Introduction.
More complex tasks dealing with further data may be achieved, like reading
databanks native formats, manage sequences together with trees, display and
analyze various parameters.
In order to do so, the program uses a new way of manipulating trees implying a generalization of the
tree object called XTree.
A first part of this help try to explain what are XTrees and their relation
with XML.
A second part give help on the API that enable the user to deal with XTrees.
I) Extensible trees: XTrees
1) What are XTrees?
XTree stands for eXtensible Tree.
Traditional trees were made of nodes, leaves (nodes without children) and
branches (links between nodes): theses elements determine the topology
of the tree.
A few more parameters are needed to define a tree: branch length, bootstrap
values are the more commonly used.
With the rapidly growing amount of data available, more parameters may be
attached to a tree: Ka/Ks ratios, GC contents at nodes, sequences, taxonomic
information, cellular localization of the sequence, etc.
One may not predict all the parameters we will need to attach to a tree in the
years to come.
2) Dealing with attributes...
In a XTree, parameters are stored as attributes with their names and their
values.
Attributes are already found in sequence files: a sequence in a file usually contains a name, a 'core' sequence and some comment lines.
But some more complex file format, as those from the banks: GenBank, EMBL, SwissProt, etc., may contain additional data:
origine of the sequence, bibliography references, cellular localization, taxonomic information...
This is the same for trees: you can define attributes for each leaf in the tree, but to each node too.
Leaves names, branch lengths and bootstrap values are usual parameters that are expected to be found in a tree, but the user can add as many other attributes as necessary.
3) XTrees and XML.
XML stands for eXtensible Markup Language.
It allows to store data in an intuitive and simple way.
XML is particularly suitable to store Tree data and supports extension, i.e. addition of further data while keeping the format intact so that new files still can be read by old applications.
Hence there is a tight relation between XTrees and XML data format.
In a practical way, XTrees will be able to store all the information in a XML
file, and vice versa.
Since each leaf in a tree is a sequence, a tree file is no more than a sequence file with sequences arranged in a 'phylogenetic' way.
Nevertheless, 'classical' tree files do not go that far, since they only write the phylogenetic information and the sequences names.
Now with XML, it is possible to write as many data as needed, without making the whole file format obsolete.
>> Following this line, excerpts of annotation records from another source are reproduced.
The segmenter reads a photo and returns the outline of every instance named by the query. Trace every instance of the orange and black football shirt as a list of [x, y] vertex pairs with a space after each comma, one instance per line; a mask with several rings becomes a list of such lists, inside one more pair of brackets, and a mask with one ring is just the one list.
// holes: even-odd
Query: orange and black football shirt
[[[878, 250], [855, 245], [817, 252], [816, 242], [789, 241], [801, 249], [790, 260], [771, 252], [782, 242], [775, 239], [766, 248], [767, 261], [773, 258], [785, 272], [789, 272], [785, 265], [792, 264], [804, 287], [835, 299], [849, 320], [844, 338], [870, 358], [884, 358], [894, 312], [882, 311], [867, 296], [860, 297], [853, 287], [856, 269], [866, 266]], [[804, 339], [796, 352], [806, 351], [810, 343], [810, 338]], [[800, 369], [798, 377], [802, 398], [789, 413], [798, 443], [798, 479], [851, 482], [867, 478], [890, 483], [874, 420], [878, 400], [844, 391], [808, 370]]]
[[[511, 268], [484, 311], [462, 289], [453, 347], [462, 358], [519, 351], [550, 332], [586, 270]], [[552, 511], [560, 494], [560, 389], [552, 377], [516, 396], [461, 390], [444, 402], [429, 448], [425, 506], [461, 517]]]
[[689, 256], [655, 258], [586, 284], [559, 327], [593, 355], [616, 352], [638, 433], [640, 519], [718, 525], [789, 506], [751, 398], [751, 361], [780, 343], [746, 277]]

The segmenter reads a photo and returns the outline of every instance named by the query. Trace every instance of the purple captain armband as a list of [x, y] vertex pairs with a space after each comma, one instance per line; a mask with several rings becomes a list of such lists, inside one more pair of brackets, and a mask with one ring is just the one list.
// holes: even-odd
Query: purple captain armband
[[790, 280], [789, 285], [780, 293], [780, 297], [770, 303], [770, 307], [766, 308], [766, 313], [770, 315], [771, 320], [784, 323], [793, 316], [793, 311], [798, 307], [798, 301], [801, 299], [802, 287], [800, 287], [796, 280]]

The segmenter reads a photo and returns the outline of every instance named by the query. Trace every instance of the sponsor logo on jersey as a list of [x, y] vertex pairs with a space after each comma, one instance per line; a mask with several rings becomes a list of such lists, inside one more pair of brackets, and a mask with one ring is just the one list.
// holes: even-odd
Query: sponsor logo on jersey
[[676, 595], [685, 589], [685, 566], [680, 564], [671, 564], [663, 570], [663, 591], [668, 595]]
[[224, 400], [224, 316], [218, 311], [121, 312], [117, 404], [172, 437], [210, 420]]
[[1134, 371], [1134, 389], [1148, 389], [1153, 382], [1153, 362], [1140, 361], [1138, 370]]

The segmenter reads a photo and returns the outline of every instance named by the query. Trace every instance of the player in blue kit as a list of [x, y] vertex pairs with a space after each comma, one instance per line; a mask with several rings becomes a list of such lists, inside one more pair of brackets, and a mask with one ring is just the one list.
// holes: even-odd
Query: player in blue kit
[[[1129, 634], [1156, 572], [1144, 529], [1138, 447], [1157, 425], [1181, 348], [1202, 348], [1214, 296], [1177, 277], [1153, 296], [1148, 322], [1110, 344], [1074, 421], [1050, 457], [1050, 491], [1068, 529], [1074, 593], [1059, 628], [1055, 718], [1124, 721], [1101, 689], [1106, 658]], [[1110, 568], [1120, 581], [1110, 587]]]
4) Data IO: the tag definition.
Many XML Document Type Definition (DTD) have already been proposed in order to
store phylogenetic data.
The main dilemma with DTD is to define tag names for the current data to write.
Some tags are expected in a XML file containing tree data: branches lengths,
bootstrap values, leaves names, but also node, root).
In order to deal with such "variations", the algorithms used in XTrees need a
tag definition map, which links the names of the attributes and the
corresponding tag name.
The user may configure the tag definition
via a XMLParserPanel,
generally displayed in the read/save dialog box.
See
Tree files in XML for a description of the XML tree file format.
II) APIs that deal with XTrees.
1) The attributes editor.
The attributes editor contains a table and a toolbar.
The table has two columns:
- The names of each attributes,
- The value of the attributes.
A few actions can be achieved from the toolbar, like adding a new attribute or remove selected attributes.
Edition can also be performed directly by clicking in the cell to edit.
Note that some edition manipulations may be forbiden: you can't edit reserved attributes names (Name, Branch length and Bootstrap value).
Moreover, you can't edit length and bootstrap value whereas you have selected the option that enables you to.
1) Configuring the XML parser.
The XML parser is the place where you describe the correspondance between inner attributes and attributes that may be found in your XML file.
A double entry table and a toolbar make this task easy to perform.
The attributes editor and the parser are quite similar, except that the two column don't have the same meaning:
- In the attributes editor, the columns represent the attributes names and their corresponding values.
- In the XML parser, the columns represent the attributes names and their corresponding names in the file.
further notes:
- Attributes not found in the file will be ignored.
- Attributes found in the file but not specified in the table will be ignored too.
- You must specifiy a few attributes: root element names, nodes, lengths, etc.
These attributes are expected to be found in the file because they describes the topology or are frequently found.
See XML Tree Files for a description of the XML tree file format.
- The XML parser is very similar for sequences in the XML format.
See XML Sequence Files for a description of the XML sequence file format.